The Backpackers/ Los Mochileros • Petra Barth signed
Hardbound, 15 1/4" x 10 3/4", 2017, essay by Robert T. Philips, self-published.
Prof. Michael Dear/ University of California
For the past ten years, I have focused on documenting the human, social and environmental issues that faced the Americas. I found myself especially drawn to the plight of immigrants in the border area, which divides Mexico and the United States.
Of all the borders dividing the US with Mexico, Nogales has seen the largest number of undocumented migrants during the last decade and the greatest number of recovered remains of migrants who perished in the extreme conditions of the southern Arizona desert.
Far fewer migrants from Mexico are successfully entering the US illegally than a decade ago due to stepped up border enforcement.

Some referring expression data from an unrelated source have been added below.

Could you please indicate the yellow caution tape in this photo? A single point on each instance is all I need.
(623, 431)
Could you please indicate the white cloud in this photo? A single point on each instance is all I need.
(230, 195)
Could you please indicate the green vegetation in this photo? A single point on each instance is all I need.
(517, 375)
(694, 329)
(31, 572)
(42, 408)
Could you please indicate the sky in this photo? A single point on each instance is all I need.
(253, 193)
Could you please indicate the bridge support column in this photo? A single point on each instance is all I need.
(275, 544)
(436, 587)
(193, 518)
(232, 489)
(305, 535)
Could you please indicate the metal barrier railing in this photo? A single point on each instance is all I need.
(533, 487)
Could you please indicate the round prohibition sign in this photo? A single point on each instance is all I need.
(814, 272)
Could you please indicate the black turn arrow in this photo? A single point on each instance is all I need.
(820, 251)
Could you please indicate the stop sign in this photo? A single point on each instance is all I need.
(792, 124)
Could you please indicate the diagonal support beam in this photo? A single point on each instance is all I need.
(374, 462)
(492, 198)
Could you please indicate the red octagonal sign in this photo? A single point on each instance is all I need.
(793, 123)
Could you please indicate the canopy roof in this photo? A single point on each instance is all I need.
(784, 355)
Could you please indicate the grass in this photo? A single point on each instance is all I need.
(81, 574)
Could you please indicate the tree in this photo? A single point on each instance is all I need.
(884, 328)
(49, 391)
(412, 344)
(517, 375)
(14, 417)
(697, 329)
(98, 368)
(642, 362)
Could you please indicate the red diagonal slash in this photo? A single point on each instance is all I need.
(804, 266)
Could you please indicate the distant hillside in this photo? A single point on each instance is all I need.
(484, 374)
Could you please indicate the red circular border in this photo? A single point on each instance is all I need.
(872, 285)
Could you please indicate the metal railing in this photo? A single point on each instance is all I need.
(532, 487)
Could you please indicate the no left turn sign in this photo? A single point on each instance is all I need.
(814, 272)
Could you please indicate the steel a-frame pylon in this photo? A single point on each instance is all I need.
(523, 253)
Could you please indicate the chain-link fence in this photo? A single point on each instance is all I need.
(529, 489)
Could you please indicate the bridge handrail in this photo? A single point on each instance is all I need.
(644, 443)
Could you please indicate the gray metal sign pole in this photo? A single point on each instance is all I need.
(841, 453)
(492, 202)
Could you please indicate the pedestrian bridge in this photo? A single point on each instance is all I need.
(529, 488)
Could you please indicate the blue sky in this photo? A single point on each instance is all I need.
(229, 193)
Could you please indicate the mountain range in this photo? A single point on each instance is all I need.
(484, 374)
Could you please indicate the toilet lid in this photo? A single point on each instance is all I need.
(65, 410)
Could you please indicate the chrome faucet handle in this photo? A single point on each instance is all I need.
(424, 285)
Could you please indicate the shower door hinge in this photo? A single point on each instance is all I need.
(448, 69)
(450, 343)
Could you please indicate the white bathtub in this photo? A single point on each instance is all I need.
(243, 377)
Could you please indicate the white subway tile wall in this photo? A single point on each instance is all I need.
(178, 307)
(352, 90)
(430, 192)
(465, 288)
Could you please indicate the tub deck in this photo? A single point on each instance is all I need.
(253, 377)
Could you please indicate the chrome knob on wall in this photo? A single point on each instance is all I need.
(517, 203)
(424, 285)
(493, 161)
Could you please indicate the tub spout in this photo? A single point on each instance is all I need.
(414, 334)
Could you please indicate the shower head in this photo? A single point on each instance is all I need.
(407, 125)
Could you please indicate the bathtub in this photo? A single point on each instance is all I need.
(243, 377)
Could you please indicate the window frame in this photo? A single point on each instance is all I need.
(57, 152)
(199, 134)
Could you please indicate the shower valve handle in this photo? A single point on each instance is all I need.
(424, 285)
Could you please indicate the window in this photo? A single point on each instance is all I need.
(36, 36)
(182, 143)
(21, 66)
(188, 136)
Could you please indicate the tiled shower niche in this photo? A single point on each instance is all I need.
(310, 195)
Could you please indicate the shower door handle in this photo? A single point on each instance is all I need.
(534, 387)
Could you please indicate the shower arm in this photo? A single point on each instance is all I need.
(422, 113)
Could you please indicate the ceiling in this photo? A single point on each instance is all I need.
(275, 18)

Many are getting caught and quite a few are giving way before crossing the border. The US has spent billions since 2005 on border security and there is evidence that the spending has significantly deterred illegal border crossing. The Department of Homeland Security estimates, that the probability that an illegal immigrant from Mexico will be caught by the Border Patrol, has raised from about 36 percent in 2005 to about 54 percent in 2015.

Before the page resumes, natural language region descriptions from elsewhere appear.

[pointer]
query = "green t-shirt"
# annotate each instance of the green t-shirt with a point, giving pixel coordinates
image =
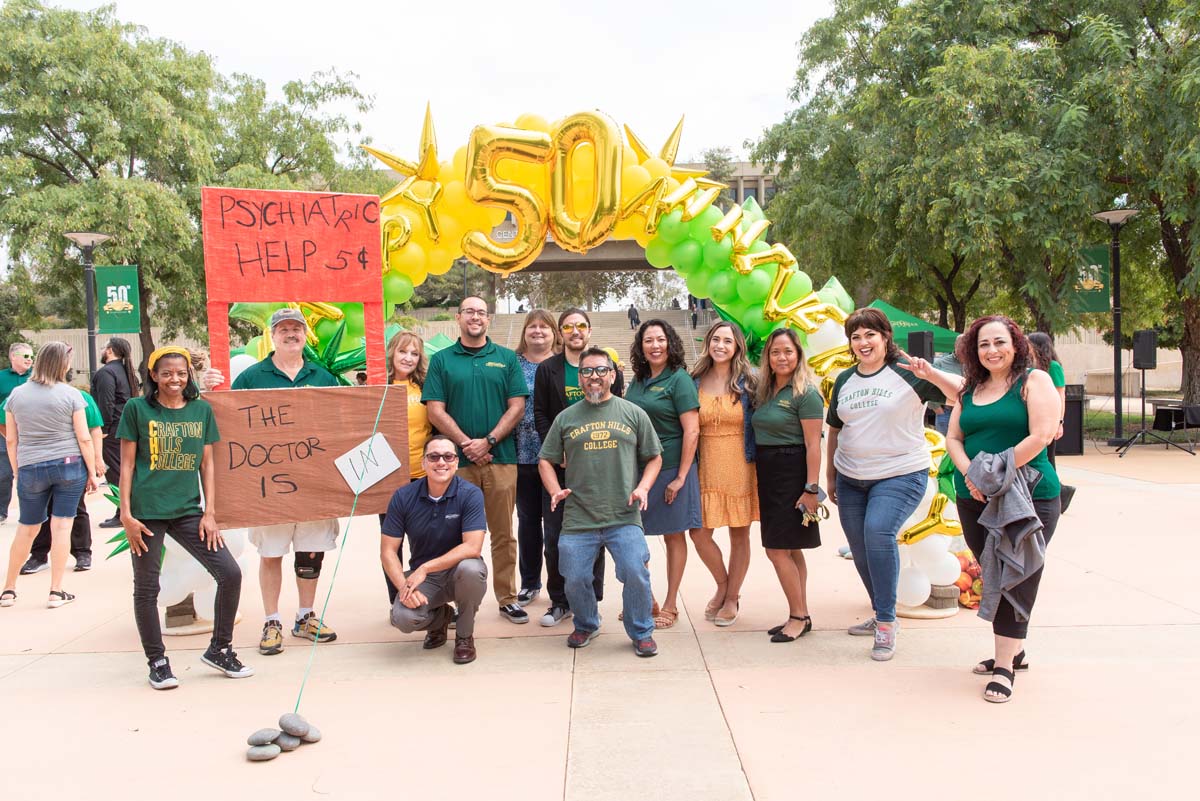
(91, 413)
(994, 428)
(475, 387)
(571, 383)
(171, 445)
(265, 375)
(1057, 377)
(10, 381)
(604, 445)
(778, 421)
(664, 398)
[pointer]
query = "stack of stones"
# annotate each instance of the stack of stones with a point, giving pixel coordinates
(269, 744)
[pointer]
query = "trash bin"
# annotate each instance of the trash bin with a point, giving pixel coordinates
(1072, 443)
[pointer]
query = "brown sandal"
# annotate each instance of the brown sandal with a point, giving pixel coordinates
(665, 619)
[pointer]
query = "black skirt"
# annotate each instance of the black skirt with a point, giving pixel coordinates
(783, 471)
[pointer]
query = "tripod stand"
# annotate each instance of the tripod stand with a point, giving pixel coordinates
(1145, 432)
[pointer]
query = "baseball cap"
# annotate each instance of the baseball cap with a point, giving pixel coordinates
(288, 314)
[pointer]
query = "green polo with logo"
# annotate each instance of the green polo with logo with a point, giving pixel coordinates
(477, 387)
(265, 375)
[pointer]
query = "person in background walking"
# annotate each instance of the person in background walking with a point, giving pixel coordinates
(540, 339)
(21, 359)
(112, 386)
(664, 390)
(729, 489)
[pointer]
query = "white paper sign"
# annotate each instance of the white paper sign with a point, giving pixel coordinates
(367, 463)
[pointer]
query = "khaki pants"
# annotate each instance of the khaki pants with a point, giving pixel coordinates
(499, 486)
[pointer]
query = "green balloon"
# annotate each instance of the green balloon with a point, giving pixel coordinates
(799, 285)
(723, 287)
(672, 228)
(688, 256)
(718, 254)
(755, 287)
(658, 253)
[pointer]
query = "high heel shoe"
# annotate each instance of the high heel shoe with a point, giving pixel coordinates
(778, 636)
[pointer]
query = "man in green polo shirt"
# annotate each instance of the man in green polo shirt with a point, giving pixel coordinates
(21, 359)
(474, 392)
(286, 368)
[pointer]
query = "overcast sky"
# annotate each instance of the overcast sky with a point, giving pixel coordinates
(726, 66)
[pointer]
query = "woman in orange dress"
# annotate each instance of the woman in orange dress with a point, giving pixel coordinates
(729, 491)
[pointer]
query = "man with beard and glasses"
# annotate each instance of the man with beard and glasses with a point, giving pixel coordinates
(556, 387)
(286, 368)
(612, 458)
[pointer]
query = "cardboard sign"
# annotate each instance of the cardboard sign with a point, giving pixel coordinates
(276, 459)
(270, 246)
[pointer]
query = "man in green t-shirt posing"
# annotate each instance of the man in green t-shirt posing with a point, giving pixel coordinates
(286, 367)
(474, 392)
(603, 443)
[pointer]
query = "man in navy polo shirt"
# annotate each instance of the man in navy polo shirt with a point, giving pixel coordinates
(444, 521)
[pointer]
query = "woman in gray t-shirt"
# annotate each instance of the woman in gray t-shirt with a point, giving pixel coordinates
(51, 447)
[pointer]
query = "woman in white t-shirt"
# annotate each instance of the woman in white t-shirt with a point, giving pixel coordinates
(877, 463)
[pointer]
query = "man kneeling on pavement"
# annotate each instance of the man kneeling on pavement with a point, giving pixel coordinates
(443, 518)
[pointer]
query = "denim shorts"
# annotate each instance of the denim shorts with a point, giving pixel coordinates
(55, 485)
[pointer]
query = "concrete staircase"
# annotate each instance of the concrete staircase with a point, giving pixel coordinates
(611, 330)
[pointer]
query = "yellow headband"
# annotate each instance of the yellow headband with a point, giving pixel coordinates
(169, 350)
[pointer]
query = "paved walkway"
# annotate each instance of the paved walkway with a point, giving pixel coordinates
(1107, 711)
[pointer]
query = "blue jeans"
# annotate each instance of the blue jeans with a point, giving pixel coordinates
(5, 477)
(871, 513)
(576, 558)
(54, 485)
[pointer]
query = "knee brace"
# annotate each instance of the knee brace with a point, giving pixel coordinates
(307, 565)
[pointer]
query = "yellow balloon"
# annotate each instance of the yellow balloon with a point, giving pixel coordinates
(657, 168)
(533, 122)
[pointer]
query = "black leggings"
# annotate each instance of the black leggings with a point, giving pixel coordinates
(148, 566)
(1048, 510)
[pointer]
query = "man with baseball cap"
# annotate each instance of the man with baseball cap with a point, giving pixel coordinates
(283, 368)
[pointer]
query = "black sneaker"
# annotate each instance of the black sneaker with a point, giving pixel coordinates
(514, 613)
(161, 678)
(34, 565)
(227, 662)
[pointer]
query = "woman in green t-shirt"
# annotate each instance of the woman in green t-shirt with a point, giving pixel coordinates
(166, 461)
(787, 443)
(663, 387)
(1006, 403)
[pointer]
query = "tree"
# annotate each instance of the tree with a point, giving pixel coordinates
(106, 128)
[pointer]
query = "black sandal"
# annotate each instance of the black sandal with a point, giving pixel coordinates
(985, 667)
(778, 636)
(1005, 693)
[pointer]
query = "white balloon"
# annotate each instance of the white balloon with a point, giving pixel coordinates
(946, 571)
(913, 588)
(927, 553)
(827, 337)
(205, 601)
(240, 362)
(922, 511)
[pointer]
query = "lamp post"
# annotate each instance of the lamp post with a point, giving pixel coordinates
(1115, 220)
(88, 241)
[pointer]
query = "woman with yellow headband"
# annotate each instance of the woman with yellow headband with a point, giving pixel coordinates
(166, 459)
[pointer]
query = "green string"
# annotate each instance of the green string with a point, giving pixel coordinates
(341, 549)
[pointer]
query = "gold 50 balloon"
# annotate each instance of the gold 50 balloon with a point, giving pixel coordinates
(581, 182)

Many of the migrants deported to the Mexican side end up at the San Juan Bosco shelter in a quiet neighborhood south to the border in Nogales, Sonora. The shelter, which is operated by Francisco and Gilda Loureiro with the help of their family and private donations since 1982 is open daily for those deported by the US authorities and dumped at the Mexican side of the border. Despite the fact that fewer migrants are trying to cross into the US, the misery of those who do is shocking and the suffering profound.

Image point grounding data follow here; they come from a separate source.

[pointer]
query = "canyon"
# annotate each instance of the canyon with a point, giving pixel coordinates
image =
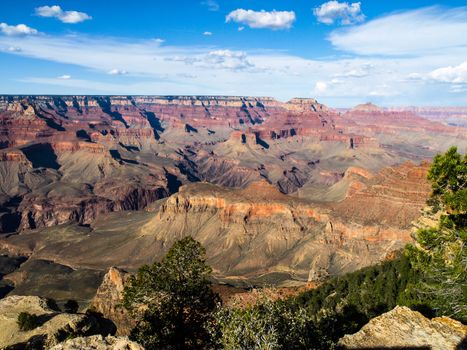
(283, 193)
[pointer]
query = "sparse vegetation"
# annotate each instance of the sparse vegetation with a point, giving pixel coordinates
(27, 322)
(177, 307)
(429, 277)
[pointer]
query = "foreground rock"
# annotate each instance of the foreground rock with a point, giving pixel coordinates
(53, 327)
(403, 328)
(98, 342)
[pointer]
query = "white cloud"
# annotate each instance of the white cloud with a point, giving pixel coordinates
(262, 19)
(165, 69)
(117, 72)
(212, 5)
(18, 30)
(417, 32)
(343, 12)
(451, 74)
(64, 16)
(227, 59)
(320, 87)
(13, 49)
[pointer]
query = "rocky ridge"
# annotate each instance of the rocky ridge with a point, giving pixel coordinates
(403, 328)
(54, 326)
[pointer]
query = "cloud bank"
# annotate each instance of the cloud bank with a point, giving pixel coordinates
(342, 12)
(274, 20)
(56, 11)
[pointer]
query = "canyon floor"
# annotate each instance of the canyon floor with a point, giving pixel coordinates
(280, 194)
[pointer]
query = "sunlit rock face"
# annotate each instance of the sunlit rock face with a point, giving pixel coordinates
(278, 192)
(403, 328)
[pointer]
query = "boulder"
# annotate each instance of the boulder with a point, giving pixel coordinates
(53, 326)
(402, 328)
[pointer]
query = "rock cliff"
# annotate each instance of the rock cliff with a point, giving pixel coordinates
(53, 326)
(109, 297)
(403, 328)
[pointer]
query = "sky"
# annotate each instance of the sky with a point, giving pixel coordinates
(391, 53)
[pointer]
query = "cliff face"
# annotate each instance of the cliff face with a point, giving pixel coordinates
(109, 297)
(73, 158)
(403, 328)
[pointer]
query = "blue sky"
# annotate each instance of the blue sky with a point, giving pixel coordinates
(343, 53)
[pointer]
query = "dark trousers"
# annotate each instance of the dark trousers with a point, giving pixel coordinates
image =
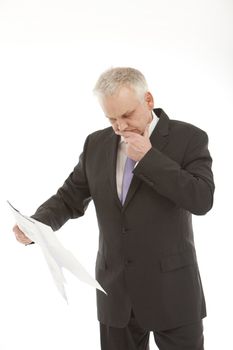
(133, 337)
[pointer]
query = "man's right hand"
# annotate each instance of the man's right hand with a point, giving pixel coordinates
(20, 236)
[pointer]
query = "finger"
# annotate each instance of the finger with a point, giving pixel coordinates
(146, 132)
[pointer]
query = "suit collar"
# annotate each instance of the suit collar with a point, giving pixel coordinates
(159, 139)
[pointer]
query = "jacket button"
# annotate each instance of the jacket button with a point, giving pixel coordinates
(128, 262)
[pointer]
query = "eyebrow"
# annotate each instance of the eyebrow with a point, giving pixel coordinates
(125, 114)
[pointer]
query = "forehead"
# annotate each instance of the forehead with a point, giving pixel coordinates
(124, 100)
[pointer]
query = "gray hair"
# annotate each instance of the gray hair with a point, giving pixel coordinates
(113, 79)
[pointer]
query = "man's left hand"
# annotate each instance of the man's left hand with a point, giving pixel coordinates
(137, 145)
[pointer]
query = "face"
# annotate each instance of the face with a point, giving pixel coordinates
(126, 112)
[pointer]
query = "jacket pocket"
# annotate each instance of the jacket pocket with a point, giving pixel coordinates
(177, 261)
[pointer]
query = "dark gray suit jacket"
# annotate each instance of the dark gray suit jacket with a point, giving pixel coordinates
(146, 257)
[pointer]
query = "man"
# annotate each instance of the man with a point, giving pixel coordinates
(147, 175)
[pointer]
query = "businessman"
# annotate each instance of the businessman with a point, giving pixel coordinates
(146, 174)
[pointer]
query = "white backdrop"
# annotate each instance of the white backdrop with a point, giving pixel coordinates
(51, 54)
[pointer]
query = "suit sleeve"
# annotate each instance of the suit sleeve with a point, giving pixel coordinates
(190, 185)
(71, 199)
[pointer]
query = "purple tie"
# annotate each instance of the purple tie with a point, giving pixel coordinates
(127, 177)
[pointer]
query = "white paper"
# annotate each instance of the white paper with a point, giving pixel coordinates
(56, 255)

Over the last three years I have photographed on both sides of the border in Nogales, following deported migrants as well migrants who tried to cross the border to either find work or to reunite with their families who already live in the US. I wanted to know more about these people, called migrants or illegals and learn why do they risk their life to cross this unforgiving desert? We all have seen many photographs from migrants on their route. In my photographs, I put the focus on the faces, to create an emotional connection between the viewer and the subject and at the same time to evoke interest in the individual story.